Alphabet Posts Higher Profits But Slowing Overall Revenue

Alphabet, dealing with pushback from regulators and struggles in its corporate culture, reported net profit that increased 37 percent to $9.19 billion in the quarter through September. Last year, during the same period, the company posted $6.7 billion. Although this growth exceeded analysts’ expectations, overall revenue is actually down, growing 21 percent to $33.74 billion versus last year’s 24 percent growth in the same period. Revenue from advertising, representing the majority of sales, grew 20 percent to $28.95 billion.

The Wall Street Journal reports that, “the results come after a period in which Alphabet lost more than one-sixth of its market capitalization in the span of three months.” Impacted by “an October stock-market retreat,” Alphabet’s shares hit their lowest point in five months on Wednesday but then rebounded 4.4 percent on Thursday.

Among issues the company has been dealing with is the blowback from a WSJ report that it “never told users about a software bug that exposed the privacy data of hundreds of thousands of users,” which led to the shuttering of “the consumer functionality of its Google+ social site.”

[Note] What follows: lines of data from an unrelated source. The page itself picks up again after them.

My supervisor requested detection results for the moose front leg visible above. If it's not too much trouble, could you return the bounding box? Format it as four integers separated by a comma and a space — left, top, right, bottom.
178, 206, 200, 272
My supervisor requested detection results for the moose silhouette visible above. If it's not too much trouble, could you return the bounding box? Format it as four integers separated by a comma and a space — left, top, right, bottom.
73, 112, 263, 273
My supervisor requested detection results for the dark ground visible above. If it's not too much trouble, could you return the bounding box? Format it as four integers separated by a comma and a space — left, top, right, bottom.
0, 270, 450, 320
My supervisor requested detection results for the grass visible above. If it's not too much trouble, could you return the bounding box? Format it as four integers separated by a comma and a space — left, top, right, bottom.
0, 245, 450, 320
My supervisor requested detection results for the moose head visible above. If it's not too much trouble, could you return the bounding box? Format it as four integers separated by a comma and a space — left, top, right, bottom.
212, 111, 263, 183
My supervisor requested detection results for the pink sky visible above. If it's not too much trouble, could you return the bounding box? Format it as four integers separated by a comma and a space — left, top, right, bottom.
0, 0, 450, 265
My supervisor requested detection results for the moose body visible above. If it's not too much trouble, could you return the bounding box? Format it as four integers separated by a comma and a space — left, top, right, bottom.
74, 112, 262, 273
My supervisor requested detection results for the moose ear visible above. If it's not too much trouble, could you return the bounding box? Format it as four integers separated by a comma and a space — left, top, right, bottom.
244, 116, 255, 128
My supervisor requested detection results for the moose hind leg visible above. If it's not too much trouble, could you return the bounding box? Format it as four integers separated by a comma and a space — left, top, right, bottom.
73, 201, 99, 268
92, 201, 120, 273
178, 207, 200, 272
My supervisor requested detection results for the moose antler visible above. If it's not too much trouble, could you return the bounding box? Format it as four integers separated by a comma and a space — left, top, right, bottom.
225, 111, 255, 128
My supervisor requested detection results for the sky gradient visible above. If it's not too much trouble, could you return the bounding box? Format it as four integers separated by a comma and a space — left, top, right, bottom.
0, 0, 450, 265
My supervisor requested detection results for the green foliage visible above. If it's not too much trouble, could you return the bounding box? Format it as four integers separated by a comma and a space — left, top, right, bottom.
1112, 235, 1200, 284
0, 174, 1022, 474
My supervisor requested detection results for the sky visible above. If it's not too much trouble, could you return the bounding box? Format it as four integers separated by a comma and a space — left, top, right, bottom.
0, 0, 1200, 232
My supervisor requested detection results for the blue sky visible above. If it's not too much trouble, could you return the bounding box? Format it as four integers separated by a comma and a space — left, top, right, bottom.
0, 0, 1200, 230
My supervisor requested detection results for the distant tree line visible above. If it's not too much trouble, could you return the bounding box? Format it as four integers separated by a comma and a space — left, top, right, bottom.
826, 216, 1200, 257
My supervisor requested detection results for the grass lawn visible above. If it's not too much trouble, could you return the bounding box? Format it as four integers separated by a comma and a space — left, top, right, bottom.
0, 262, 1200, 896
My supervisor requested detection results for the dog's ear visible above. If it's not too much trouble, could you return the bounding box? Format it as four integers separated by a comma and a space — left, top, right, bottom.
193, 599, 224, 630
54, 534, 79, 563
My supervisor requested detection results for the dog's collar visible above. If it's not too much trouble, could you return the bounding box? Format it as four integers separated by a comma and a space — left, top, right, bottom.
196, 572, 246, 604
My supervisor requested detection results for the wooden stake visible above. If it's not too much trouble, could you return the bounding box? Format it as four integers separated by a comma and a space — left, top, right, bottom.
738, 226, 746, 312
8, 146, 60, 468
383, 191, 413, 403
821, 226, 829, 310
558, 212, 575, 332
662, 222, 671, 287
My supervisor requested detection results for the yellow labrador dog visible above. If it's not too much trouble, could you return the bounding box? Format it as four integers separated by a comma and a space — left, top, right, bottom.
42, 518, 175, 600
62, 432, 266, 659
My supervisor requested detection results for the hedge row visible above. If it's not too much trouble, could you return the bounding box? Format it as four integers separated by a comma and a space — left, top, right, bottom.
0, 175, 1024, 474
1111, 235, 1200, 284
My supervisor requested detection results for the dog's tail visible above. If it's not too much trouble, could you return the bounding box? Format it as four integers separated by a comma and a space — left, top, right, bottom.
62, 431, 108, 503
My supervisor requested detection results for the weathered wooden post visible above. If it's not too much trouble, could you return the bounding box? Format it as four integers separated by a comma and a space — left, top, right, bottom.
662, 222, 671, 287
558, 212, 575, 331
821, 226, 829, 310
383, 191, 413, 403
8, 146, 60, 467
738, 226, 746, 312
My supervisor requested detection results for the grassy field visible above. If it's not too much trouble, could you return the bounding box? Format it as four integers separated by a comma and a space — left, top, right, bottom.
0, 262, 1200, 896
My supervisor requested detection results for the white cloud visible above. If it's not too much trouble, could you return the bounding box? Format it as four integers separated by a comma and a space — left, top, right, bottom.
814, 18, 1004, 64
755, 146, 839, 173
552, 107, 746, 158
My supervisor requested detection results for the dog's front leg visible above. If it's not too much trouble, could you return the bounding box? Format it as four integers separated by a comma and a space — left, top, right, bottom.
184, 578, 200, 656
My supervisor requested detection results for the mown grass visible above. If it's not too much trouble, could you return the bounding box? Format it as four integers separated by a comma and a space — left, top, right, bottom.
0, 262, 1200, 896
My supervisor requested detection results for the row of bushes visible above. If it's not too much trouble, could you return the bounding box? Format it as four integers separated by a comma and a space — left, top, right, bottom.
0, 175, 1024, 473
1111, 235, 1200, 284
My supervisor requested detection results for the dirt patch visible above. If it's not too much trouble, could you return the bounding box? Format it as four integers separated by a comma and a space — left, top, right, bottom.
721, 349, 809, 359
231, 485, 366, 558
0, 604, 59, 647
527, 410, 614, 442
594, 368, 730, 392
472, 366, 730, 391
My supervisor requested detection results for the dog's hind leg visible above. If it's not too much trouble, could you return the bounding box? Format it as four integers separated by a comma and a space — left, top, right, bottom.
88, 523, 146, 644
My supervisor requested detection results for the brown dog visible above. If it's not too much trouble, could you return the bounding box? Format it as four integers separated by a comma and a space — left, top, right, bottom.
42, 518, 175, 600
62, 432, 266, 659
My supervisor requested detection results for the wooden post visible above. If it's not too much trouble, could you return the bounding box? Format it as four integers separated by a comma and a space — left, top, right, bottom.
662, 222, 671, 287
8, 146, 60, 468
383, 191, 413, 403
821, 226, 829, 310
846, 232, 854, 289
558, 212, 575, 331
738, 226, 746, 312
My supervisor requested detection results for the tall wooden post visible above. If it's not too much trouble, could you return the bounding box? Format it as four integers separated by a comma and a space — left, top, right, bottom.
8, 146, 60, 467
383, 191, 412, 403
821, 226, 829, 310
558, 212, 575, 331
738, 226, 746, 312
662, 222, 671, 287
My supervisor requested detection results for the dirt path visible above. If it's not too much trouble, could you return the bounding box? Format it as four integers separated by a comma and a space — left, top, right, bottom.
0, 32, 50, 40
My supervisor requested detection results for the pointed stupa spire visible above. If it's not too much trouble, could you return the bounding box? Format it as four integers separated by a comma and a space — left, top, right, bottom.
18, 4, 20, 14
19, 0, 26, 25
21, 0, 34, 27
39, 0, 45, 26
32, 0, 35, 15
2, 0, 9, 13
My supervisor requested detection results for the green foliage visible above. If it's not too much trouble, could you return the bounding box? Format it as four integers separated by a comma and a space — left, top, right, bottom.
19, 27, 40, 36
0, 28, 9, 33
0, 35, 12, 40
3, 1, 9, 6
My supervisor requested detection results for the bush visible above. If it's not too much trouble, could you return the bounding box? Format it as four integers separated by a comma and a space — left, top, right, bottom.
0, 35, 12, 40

Other issues Google has faced is turmoil over “its work with the U.S. military,” sexual harassment claims that led to the firing of 48 staff members over two years, and its China plans. Chief executive Sundar Pichai was charged with protecting three senior executives after they were accused of “sexual misconduct,” although Pichai responded that, “none of those fired in the past two years received an exit package,” and that Google is “dead serious about making sure we provide a safe and inclusive workplace.”

According to Google, sales in the “other” category, which includes cloud-computing services, Pixel smartphones and other hardware devices has grown 29 percent to $4.6 billion. But its core advertising business faces challenges, including competition from Amazon which, said eMarketer analyst Andrew Lipsman, “accounts for a growing number of product searches by U.S. users.” Amazon’s share of digital ad spending doubled from 2 percent last year to more than 4 percent this year, according to eMarketer.

Google is also challenged by rising costs, with “its payments to distribution partners account[ing] for 13.1 percent of revenue generated by the company’s website traffic, a higher amount than the company spent a year ago and in the second quarter of this year.”

Its capital expenditures also grew 49 percent to $5.2 billion, with the hiring of more employees and development of new technologies. “They are plowing all their cash into reinforcing their dominant position,” said Pivotal Research Group senior research analyst Brian Wieser. “The question is, are they going invest in products that sell more ads or build flying cars which may never take off?”